La taille est donc importante et avec le composant chimique conditionne le danger des matériaux. Malgré ces particularités, plus de 1300 produits de consommation basés sur la nanotechnologie (y compris l'Europe) 2 ont déjà été lancés dans le monde entier, sans appliquer une réglementation spécifique sur la nanotechnologie garantissant la sécurité de ces produits. En ce sens, le pouvoir exécutif de l'Union européenne, la Commission européenne, a conclu que le cadre réglementaire avant le développement de la nanotechnologie -- et donc, sans tenir compte spécifiquement de la nanotechnologie - était approprié pour "régler les risques potentiels pour la santé, le travail et l'environnement des nanomatériaux". Ceci a été repris dans le rapport Regulatory Aspects of Nanomaterials de 2008.
Cependant, une autre institution de l'Union européenne, le Parlement européen, a adopté en avril 2009 une résolution très critique avec cette conclusion majeure du rapport de la Commission. En outre, dans cette résolution, le Parlement européen a exhorté la Commission à réviser la réglementation en vigueur en avril 2011 afin qu'elle nuise une fois de plus à l'adéquation de la réglementation en matière de risques de nanotechnologie (étude encore non publiée).
Entre-temps, et grâce à l'élan législatif du Parlement européen, ces dernières années ont été adoptées, pour la première fois dans le monde, des règlements incorporant des mesures spécifiques de sécurité appliquées à la nanotechnologie dans l'Union européenne (à condition qu'au moins les gouvernements nationaux soient considérés). Le plus important d'entre eux - si l'on tient compte de la spécialisation et de la variété des réglementations - est le règlement 1223/2009 sur les produits cosmétiques adopté en novembre 2009 (entrera en vigueur en juillet 2013). Dans ce règlement, par exemple, on exige une évaluation scientifique spéciale des risques des nanomatériaux, on oblige à l'étiquetage de tous les produits cosmétiques contenant des nanomatériaux comme ingrédients, ou on impose à la Commission européenne, six mois avant leur commercialisation, l'obligation de transmettre des informations sur la sécurité du produit à qui il entend vendre sur le marché de l'Union européenne un produit cosmétique composé de nanomatériaux.

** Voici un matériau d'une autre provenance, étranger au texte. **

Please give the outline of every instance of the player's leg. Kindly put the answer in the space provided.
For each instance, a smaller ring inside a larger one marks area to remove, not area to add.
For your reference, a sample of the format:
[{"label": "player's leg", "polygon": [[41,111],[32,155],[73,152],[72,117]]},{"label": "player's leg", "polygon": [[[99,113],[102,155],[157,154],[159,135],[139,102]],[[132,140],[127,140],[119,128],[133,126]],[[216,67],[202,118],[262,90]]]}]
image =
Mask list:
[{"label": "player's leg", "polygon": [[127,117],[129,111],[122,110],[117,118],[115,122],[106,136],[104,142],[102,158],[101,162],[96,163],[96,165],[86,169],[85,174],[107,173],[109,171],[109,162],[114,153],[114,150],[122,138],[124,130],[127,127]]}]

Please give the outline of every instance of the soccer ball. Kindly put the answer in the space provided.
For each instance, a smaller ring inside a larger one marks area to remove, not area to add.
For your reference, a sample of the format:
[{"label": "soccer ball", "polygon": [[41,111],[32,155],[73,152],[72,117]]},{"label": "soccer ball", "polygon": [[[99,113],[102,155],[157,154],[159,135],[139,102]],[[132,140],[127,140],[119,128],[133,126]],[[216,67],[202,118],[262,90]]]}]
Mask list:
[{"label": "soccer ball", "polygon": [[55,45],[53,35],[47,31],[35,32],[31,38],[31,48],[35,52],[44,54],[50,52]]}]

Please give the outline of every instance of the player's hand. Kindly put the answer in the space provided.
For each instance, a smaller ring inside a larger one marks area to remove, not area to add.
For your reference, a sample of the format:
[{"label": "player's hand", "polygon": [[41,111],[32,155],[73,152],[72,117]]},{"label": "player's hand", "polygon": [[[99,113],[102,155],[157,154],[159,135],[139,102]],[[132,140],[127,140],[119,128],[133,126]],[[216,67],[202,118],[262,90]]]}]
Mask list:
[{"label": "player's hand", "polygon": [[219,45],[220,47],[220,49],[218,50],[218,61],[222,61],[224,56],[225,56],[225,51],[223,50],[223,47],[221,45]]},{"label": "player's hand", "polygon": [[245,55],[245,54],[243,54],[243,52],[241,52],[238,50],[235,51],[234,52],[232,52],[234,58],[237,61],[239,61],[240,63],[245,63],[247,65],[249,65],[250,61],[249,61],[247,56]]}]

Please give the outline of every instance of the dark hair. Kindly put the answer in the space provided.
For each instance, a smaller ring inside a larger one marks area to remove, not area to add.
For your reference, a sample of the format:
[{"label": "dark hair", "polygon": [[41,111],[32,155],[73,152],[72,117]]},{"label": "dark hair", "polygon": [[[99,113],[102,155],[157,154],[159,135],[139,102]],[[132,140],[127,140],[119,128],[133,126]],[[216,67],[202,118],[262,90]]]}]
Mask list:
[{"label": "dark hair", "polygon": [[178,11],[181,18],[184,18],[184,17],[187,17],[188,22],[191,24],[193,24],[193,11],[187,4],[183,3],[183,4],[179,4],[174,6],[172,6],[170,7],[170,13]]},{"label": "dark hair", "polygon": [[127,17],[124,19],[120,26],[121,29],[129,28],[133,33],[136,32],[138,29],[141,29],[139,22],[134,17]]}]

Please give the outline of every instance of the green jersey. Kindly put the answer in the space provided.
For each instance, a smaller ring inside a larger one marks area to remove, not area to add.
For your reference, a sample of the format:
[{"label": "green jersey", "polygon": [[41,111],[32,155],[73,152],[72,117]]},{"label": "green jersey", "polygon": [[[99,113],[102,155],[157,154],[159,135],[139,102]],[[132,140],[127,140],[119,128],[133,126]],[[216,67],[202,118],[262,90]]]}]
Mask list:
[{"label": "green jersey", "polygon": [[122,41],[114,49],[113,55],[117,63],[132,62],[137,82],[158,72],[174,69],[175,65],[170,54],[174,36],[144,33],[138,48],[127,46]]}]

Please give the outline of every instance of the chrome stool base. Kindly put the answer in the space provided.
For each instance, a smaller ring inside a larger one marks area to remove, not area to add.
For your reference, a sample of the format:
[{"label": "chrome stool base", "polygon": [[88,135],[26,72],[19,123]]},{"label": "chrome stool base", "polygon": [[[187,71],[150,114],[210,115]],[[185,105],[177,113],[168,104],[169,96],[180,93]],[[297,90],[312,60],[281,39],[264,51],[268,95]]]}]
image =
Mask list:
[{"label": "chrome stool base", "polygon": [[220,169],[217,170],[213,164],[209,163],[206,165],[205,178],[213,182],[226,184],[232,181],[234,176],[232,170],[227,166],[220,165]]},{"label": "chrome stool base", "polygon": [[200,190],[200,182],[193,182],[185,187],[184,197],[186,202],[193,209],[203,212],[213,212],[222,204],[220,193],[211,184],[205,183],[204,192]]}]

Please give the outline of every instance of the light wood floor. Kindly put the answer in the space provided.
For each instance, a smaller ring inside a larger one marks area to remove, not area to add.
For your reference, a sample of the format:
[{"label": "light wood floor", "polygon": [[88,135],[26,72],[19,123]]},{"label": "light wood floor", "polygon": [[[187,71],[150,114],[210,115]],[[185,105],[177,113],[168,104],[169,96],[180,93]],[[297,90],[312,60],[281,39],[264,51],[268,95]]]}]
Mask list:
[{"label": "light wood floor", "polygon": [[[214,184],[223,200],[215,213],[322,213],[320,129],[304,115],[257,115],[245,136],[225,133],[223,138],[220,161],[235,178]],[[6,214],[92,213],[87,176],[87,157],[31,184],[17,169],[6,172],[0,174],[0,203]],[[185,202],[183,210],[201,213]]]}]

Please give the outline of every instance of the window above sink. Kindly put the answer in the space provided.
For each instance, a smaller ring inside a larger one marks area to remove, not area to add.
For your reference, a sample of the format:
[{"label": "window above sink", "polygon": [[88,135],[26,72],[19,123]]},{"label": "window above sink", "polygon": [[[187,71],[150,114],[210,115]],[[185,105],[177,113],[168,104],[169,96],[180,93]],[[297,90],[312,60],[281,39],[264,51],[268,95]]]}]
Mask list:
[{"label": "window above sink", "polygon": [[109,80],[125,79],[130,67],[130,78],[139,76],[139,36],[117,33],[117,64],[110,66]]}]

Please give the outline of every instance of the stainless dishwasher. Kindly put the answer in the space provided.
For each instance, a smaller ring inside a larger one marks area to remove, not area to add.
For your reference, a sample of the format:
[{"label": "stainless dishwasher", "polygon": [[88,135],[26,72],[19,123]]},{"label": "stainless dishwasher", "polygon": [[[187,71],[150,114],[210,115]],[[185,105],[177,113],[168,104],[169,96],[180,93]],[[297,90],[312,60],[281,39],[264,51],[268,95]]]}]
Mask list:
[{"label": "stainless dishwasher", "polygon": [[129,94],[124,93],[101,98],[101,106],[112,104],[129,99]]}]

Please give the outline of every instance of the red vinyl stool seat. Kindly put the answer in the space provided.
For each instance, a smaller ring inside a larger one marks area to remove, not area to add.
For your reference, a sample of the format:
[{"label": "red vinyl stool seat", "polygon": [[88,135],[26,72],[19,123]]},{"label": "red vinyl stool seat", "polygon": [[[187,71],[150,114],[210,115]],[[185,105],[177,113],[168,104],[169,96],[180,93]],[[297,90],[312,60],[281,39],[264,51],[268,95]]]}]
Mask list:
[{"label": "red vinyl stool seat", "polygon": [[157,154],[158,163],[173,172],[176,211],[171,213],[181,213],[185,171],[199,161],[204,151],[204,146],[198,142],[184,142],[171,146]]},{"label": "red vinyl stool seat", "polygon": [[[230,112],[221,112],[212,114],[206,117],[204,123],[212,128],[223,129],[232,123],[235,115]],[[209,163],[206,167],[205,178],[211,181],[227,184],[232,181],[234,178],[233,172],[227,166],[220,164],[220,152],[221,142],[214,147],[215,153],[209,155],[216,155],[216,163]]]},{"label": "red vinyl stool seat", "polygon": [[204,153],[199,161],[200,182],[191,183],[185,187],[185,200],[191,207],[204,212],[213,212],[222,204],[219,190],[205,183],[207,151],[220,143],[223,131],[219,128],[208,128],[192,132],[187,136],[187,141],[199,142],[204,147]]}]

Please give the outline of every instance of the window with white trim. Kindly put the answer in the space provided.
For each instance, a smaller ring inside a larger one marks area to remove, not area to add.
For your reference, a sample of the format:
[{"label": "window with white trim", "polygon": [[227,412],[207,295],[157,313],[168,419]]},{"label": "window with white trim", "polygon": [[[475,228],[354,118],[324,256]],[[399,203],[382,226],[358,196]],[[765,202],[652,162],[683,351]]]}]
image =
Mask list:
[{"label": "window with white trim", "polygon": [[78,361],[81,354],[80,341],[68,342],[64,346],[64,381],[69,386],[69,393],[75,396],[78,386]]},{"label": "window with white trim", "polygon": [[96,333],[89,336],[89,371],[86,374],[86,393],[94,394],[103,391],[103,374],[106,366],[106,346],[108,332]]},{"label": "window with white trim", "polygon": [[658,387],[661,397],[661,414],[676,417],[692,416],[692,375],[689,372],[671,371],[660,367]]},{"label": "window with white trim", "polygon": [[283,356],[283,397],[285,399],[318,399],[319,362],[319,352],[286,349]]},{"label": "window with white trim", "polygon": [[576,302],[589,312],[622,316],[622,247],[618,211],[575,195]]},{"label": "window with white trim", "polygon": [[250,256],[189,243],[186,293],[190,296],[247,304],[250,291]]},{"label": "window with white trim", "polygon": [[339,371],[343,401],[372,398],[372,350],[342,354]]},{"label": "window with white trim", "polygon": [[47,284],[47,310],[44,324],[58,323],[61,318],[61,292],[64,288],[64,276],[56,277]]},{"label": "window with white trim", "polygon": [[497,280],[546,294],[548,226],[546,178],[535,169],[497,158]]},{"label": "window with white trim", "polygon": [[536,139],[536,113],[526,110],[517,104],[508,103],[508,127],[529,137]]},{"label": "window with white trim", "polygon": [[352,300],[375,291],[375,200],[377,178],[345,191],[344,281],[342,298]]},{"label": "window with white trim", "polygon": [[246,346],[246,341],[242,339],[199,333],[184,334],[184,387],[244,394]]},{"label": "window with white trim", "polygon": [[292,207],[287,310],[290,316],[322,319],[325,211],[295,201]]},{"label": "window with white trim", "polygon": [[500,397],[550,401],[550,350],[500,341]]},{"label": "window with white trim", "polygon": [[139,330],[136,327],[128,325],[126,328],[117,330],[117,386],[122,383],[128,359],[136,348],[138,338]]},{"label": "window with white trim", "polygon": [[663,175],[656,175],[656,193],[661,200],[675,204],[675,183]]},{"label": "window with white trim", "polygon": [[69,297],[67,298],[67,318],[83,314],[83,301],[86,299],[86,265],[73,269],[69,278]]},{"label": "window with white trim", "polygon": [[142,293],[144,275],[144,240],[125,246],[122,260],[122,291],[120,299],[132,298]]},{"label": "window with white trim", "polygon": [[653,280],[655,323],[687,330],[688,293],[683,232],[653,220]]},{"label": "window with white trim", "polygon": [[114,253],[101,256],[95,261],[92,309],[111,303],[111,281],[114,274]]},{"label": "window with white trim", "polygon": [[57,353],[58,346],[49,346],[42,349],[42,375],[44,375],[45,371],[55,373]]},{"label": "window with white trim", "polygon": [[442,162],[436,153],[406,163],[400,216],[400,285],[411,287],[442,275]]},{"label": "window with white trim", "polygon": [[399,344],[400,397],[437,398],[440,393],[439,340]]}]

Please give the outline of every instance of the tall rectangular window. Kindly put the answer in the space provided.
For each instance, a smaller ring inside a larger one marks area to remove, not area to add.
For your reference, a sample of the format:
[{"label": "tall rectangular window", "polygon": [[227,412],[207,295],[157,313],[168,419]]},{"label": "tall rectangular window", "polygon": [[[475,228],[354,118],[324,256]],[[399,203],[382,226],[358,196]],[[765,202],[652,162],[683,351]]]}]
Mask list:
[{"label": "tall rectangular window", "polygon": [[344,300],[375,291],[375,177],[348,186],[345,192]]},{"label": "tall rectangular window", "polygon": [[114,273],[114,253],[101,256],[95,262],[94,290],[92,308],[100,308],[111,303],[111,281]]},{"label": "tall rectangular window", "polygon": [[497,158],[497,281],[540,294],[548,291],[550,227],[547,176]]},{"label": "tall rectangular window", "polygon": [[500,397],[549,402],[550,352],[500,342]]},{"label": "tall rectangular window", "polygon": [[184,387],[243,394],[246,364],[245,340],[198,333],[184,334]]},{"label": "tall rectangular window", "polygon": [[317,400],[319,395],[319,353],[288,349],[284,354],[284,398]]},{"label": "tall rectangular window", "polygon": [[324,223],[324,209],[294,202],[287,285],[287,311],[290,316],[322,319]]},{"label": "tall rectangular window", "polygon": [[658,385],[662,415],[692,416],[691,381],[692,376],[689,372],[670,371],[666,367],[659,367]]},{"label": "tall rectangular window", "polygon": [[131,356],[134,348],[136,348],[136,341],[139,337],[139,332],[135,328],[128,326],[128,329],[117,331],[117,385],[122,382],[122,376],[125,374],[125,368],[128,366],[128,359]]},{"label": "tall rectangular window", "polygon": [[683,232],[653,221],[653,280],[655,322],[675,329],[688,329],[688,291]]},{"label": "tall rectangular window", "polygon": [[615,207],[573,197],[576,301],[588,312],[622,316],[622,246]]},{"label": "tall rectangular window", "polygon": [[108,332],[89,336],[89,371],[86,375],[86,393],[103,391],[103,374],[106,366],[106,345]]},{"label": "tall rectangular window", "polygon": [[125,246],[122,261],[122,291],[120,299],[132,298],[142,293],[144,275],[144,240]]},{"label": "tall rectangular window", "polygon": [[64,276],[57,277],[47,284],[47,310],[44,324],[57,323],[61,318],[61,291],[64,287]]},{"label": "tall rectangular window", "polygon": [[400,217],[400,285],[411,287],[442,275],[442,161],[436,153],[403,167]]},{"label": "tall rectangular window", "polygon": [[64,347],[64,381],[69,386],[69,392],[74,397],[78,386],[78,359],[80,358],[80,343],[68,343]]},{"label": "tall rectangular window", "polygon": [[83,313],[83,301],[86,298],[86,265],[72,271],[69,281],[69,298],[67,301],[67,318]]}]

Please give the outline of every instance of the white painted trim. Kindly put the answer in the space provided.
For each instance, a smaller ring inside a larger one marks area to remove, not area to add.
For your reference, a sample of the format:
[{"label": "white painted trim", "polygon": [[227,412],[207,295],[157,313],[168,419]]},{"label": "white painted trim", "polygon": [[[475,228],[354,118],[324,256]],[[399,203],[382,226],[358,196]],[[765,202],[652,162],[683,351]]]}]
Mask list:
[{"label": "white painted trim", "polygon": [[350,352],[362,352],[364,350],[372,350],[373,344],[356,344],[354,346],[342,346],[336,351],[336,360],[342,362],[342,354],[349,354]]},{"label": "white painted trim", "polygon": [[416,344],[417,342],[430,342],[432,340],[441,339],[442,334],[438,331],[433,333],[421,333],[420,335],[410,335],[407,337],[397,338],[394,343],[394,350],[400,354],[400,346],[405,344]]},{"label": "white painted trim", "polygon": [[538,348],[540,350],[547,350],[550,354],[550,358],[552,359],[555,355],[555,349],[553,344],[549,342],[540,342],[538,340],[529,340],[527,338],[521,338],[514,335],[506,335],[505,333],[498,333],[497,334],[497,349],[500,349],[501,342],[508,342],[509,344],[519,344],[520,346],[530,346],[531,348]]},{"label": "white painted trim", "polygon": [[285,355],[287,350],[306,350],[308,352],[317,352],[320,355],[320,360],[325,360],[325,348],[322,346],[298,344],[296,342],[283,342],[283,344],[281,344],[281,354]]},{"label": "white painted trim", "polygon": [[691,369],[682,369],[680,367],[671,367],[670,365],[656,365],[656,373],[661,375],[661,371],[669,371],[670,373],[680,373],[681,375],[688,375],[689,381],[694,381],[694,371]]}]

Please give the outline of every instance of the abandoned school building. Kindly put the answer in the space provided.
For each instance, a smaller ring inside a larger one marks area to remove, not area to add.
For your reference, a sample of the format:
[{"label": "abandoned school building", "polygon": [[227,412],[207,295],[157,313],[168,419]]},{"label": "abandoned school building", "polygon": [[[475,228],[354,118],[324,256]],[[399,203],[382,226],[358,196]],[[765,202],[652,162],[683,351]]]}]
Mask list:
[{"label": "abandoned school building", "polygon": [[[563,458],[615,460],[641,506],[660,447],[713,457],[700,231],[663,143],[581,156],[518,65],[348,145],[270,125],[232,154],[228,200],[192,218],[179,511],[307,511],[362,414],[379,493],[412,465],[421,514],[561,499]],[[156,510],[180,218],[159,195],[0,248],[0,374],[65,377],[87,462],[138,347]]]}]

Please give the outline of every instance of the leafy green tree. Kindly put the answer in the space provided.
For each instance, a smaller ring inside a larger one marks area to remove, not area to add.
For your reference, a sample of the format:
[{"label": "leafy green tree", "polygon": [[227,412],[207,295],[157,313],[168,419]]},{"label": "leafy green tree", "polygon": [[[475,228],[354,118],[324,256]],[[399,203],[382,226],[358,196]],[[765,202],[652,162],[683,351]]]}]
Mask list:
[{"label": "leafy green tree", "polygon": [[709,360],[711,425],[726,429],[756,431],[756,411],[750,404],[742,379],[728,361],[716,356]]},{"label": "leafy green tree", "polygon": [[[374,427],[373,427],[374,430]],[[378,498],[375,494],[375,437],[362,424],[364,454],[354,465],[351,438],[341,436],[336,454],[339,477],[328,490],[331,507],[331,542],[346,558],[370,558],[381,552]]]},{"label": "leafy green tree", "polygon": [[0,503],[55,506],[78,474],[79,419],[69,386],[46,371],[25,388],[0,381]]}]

L'Europe a donc ouvert la voie à la régulation spécifique de la sécurité de la nanotechnologie. Dans l'Union européenne, le Parlement européen, élu par la citoyenneté, a assumé cette tâche comme l'institution qui représente le mieux les intérêts des consommateurs et de l'environnement au-delà des intérêts des entreprises. En définitive, comme l'a souligné l'échec de l'agriculture transgénique en Europe, la société veut un développement techno-industriel responsable qui tienne compte de la sécurité.
1 Poland, C.A. et al. : "Carbon nanotubes introduced into the abdominal cavity of mice show asbestos-like pathogenicity in a pilot study", dans Nature Nanotechnology 3, (2008), 423-428.
2 Inventaire des produits nanotechproject.org/inventories/consumer.